No doubt, a lot of people suffered great loss because of these programs. Speaking for myself, I know I'll never have back the time lost and I'll never know what would have been. Maybe we would have gone along, moderately normal and functional and now I'd be one of those SAFE parents worrying about my son after months of not seeing him and frightened to ask 'inapropriate' questions or to talk to people who are critical of the Program. Maybe we would all have been one big, happy family and gotten snuffed in a plane wreck on a family vacation... no tellin'.
All I do know is where I am now and I can't complain. There's no denying that I'm angry about what happened. But not anywhere near enough to waste any time thinking about it. For almost 20 years, I thought The Seed was pretty much all there was left of the cult and they were just an insignificant, weird little cult in Ft. Lauderdale. I have no problem living with that, laughing at Seedlings on the rare occasion that I might see them, but not really bothered by it.
The only reason I spend any time or effort working on these websites, conferences and related projects is that the criminals who hurt my family are not only still doing the same thing to other families, they have literally infiltrated our government and, in my opinion, have placed the very republic at great risk.

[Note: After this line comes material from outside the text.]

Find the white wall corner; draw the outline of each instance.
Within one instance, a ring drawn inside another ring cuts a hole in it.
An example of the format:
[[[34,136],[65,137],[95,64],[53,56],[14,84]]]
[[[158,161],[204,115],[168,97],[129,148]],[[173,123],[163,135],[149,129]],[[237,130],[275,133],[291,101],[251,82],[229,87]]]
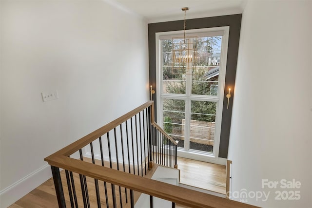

Think that sounds paranoid? That's what I used to think when I read stuff like
The Governor's Sub-rosa Plot to Subvert an Election in OhioNo foolin. We are cursed with having information about these criminals, these traitors. Although American civic tradition does not require any citizen to report crime under most circumstances or to act as police, it does rely on each of us to act in our own perceived self interest. These people were dangerous as hell when all they had at their disposal was a warehouse and a slick sales pitch. How dangerous do you suppose they are with significant resources of the Federal, state and local governments at their disposal?
I'm glad America is nowhere near, not even comperable to, the horror that was the Soviet Union. But if you think it can't happen here, we're halfway there.